Assim, ainda criança, Pietro é apresentado ao vasto e solitário mundo montanhês, quando seus pais se decidem por ter um refúgio fixo e alugam uma casa em Grana, norte da Itália, para passar as férias de verão. Lá, ele conhece Bruno, com quem logo trava uma amizade marcada pela exploração dos arredores e por aventuras nas ruínas que permeiam toda a região do Monte Rosa.
A vida na montanha, o convívio com Bruno e a complexa personalidade do seu pai deixam fortes impressões em Pietro durante sua infância. Sua vida adulta se torna uma jornada de compreensão das atitudes e sentimentos do pai e de retomada da antiga amizade, além de uma eterna busca pela possibilidade de reviver a felicidade simples daqueles verões no Monte Rosa.
A história acontece nas montanhas e na mente do protagonista. Há pouquíssimos diálogos, o que só reforça a importância do silêncio em sua vida. O essencial ficava nas entrelinhas, no que não era dito, seja por falta de coragem ou de timing.
As Oito Montanhas fala de possibilidades que não se concretizam, de remorsos infundados e da visão da infância, incompleta, parcial e enviesada permeando todas as decisões, os relacionamentos e as vivências no futuro.

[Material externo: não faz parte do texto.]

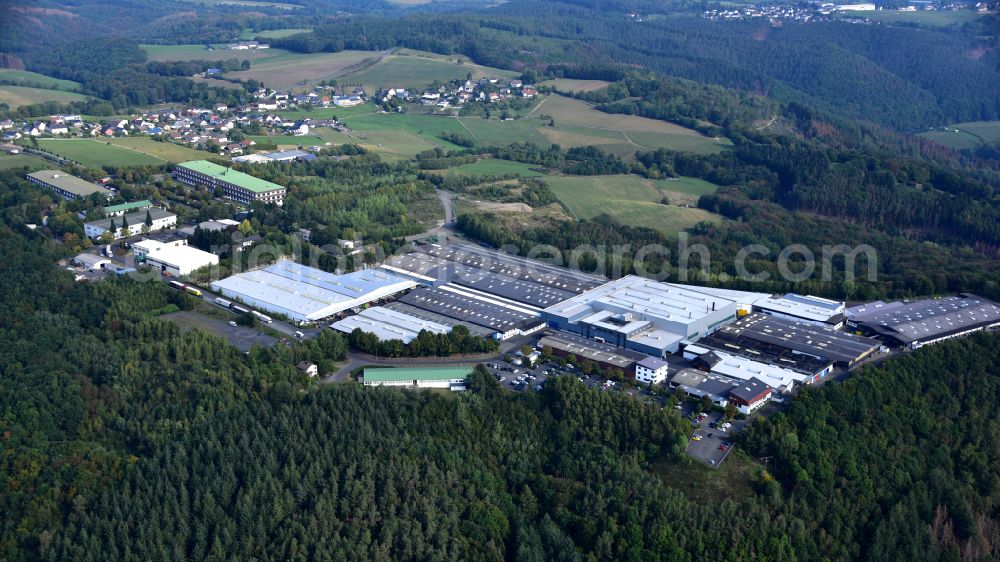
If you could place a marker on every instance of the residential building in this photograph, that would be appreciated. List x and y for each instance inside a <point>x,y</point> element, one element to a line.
<point>237,186</point>
<point>651,370</point>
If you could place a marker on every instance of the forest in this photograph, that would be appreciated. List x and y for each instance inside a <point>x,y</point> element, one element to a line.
<point>125,438</point>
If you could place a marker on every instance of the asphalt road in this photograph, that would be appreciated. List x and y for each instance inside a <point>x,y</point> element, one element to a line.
<point>242,337</point>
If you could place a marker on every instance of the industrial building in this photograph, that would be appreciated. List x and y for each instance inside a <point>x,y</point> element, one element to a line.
<point>174,258</point>
<point>504,319</point>
<point>805,308</point>
<point>237,186</point>
<point>749,395</point>
<point>67,185</point>
<point>777,339</point>
<point>124,208</point>
<point>697,383</point>
<point>306,294</point>
<point>604,355</point>
<point>651,370</point>
<point>642,315</point>
<point>135,224</point>
<point>744,299</point>
<point>441,319</point>
<point>491,293</point>
<point>473,258</point>
<point>918,323</point>
<point>452,378</point>
<point>741,368</point>
<point>388,324</point>
<point>91,262</point>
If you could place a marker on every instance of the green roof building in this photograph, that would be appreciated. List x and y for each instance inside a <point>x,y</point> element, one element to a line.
<point>122,208</point>
<point>67,185</point>
<point>237,186</point>
<point>452,378</point>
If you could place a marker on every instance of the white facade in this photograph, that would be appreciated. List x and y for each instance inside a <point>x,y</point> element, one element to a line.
<point>778,378</point>
<point>651,371</point>
<point>136,222</point>
<point>175,258</point>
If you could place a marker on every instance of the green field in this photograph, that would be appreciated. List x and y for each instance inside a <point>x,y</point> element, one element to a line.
<point>577,124</point>
<point>934,18</point>
<point>9,161</point>
<point>415,70</point>
<point>328,112</point>
<point>248,3</point>
<point>24,77</point>
<point>630,199</point>
<point>573,85</point>
<point>493,167</point>
<point>97,154</point>
<point>280,69</point>
<point>161,53</point>
<point>969,135</point>
<point>16,96</point>
<point>273,33</point>
<point>161,150</point>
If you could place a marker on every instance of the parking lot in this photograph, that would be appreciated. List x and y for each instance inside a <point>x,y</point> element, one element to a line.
<point>242,337</point>
<point>710,439</point>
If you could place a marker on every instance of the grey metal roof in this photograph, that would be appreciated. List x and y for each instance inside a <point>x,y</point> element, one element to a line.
<point>531,270</point>
<point>749,389</point>
<point>67,182</point>
<point>932,318</point>
<point>465,308</point>
<point>803,337</point>
<point>404,308</point>
<point>131,218</point>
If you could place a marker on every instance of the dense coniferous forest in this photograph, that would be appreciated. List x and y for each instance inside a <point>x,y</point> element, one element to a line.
<point>124,437</point>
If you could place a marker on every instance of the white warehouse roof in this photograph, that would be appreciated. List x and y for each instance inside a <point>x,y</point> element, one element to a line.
<point>665,306</point>
<point>776,377</point>
<point>388,324</point>
<point>806,307</point>
<point>304,293</point>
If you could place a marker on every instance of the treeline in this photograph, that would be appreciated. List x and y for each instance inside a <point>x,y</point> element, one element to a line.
<point>905,268</point>
<point>897,459</point>
<point>426,344</point>
<point>893,193</point>
<point>126,438</point>
<point>711,110</point>
<point>857,71</point>
<point>115,71</point>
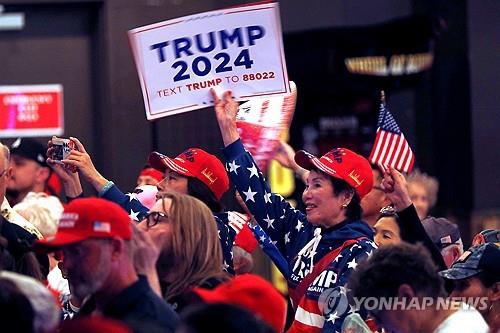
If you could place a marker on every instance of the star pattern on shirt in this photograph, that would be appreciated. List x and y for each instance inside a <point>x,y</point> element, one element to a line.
<point>131,196</point>
<point>253,171</point>
<point>332,317</point>
<point>233,167</point>
<point>225,266</point>
<point>269,222</point>
<point>134,215</point>
<point>249,194</point>
<point>352,264</point>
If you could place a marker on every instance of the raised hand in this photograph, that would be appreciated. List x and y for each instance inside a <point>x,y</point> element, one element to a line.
<point>226,109</point>
<point>68,175</point>
<point>394,185</point>
<point>145,254</point>
<point>82,161</point>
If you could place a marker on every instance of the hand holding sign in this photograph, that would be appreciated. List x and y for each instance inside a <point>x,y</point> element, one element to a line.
<point>261,123</point>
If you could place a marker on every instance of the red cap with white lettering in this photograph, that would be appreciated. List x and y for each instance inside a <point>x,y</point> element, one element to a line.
<point>196,163</point>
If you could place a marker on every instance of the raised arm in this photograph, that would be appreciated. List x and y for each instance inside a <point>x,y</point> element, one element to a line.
<point>226,109</point>
<point>68,175</point>
<point>82,161</point>
<point>394,184</point>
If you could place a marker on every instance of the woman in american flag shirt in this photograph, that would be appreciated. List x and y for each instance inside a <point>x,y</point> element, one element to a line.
<point>322,246</point>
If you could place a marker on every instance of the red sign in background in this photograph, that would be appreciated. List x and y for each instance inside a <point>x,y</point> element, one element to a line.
<point>35,110</point>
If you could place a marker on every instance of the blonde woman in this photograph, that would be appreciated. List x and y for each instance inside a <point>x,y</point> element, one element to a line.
<point>186,252</point>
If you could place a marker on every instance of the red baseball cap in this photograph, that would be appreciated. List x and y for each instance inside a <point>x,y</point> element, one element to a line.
<point>196,163</point>
<point>341,163</point>
<point>253,293</point>
<point>152,173</point>
<point>89,218</point>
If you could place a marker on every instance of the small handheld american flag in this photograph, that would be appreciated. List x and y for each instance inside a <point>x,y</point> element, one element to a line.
<point>390,147</point>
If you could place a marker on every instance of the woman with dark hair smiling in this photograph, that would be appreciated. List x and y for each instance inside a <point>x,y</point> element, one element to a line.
<point>322,246</point>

O livro é sobre a passagem inexorável do tempo, sobre o amor familiar e o desgaste desse amor. Quando finalmente nos damos conta do que de fato importa, do que sempre foi a verdade, não há mais tempo para reparar os danos ou corrigir os erros.
A descrição das montanhas carrega uma perfeição que nos faz querer ter de imediato a sensação de estar lá, de experimentar os mesmos passos dados por Pietro, seu pai, sua mãe e Bruno. Mas também carrega a melancolia e o júbilo, a aridez e o entusiasmo, a culpa e o afago que as personagens carregam ao longo dos dias e dos anos, como uma mochila pesada às costas, da qual, por simples costume ou sem saber que era possível viver sem o fardo, não souberam se livrar.
É um livro extremamente belo e triste, mas acalenta o coração saber que a tristeza pode ser encontrada em qualquer lugar, seja aqui ou em montanhas de mais de 2 mil metros, sob um céu estrelado.